2119. Chrysostome donne une autre interprétation : cette [femme] demanda quelque chose de spirituel, et elle doit être louée pour cela, car les mères demandent ce qui est temporel plutôt que ce qui est spirituel. De sorte que la mère, si elle voit son fils pécher, ne s’en afflige pas autant que si elle le voit malade. Ainsi, par la droite, sont signifiées les réalités spirituelles, et, par la gauche, les réalités terrestres. Ou bien, nous pouvons comprendre par la droite et la gauche la vie active et la vie contemplative. [La mère] demande donc que [ses fils] soient parfaits dans les deux vies.
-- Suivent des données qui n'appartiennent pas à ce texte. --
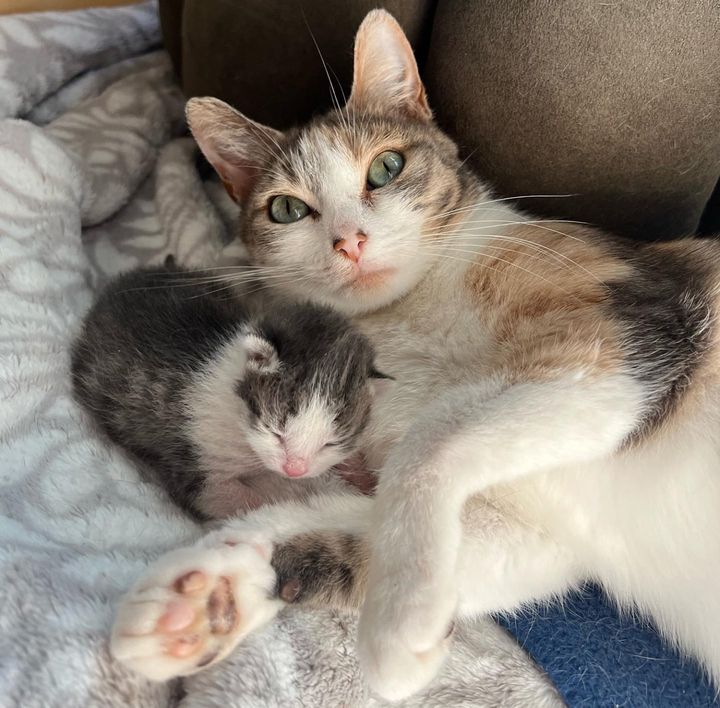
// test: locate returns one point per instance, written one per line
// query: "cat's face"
(349, 210)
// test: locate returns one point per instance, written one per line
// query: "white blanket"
(96, 179)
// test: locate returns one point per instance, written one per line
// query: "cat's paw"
(193, 606)
(403, 637)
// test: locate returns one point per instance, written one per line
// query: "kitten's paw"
(193, 606)
(403, 641)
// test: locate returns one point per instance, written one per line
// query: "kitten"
(232, 402)
(556, 416)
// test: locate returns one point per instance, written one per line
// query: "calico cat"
(556, 416)
(231, 401)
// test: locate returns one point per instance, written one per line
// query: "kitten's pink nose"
(351, 246)
(295, 467)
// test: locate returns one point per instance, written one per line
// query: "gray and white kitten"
(231, 402)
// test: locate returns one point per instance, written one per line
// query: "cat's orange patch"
(544, 300)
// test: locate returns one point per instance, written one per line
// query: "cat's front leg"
(193, 606)
(461, 445)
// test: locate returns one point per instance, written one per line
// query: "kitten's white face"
(305, 445)
(351, 209)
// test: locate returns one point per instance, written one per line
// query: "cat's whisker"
(505, 199)
(537, 223)
(450, 237)
(508, 263)
(333, 94)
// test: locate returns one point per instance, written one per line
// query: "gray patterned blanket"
(96, 177)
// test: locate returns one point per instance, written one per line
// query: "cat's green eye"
(285, 209)
(384, 168)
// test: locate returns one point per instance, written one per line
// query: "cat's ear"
(386, 76)
(235, 146)
(262, 357)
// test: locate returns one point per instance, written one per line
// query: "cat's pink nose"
(295, 467)
(351, 246)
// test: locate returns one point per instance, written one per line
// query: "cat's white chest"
(426, 350)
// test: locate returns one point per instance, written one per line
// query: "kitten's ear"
(235, 146)
(380, 383)
(262, 357)
(386, 76)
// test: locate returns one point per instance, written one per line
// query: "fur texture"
(556, 410)
(215, 393)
Ct 2, 6 : Sa gauche sera sous ma tête et sa droite m’enlacera.
Saint Jean Chrysostome
Cette mère des enfants de Zébédée est Salomée, dont un autre Évangéliste ( Mc 15,40 ) nous fait connaître le nom, femme vraiment pacifique, qui a enfanté les enfants de la paix. Nous pouvons juger ici du mérite et de la gloire de cette femme qui, non contente de voir ses enfants quitter leur père, abandonne elle-même son mari pour suivre Jésus-Christ; car son mari pouvait vivre sans elle, mais pour elle, elle ne pouvait obtenir le salut sans Jésus-Christ. On peut admettre, d'ailleurs, que Zébédée était mort dans l'espace de temps qui s'écoula de la vocation des Apôtres à la passion du Sauveur. C'est donc alors que cette femme d'un sexe faible et accablée par l'âge, marchait à la suite de Jésus-Christ; car la foi ne vieillit point, et la piété ne connaît point la fatigue. L'affection naturelle pour ses enfants lui, donne la hardiesse de faire au Sauveur une demande. «Elle l'adora en lui témoignant qu'elle voulait lui demander quelque chose», c'est-à-dire elle commence par lui rendre ses hommages pour assurer le succès de sa demande. «Il lui dit: Que voulez-vous ?» S'il lui fait cette question, ce n'est point qu'il ignore ce qu'elle désire, mais il veut lui montrer tout ce que la demande qu'elle allait lui adresser avait de déraisonnable. «Et elle lui dit: Ordonnez que mes deux enfants soient assis», etc.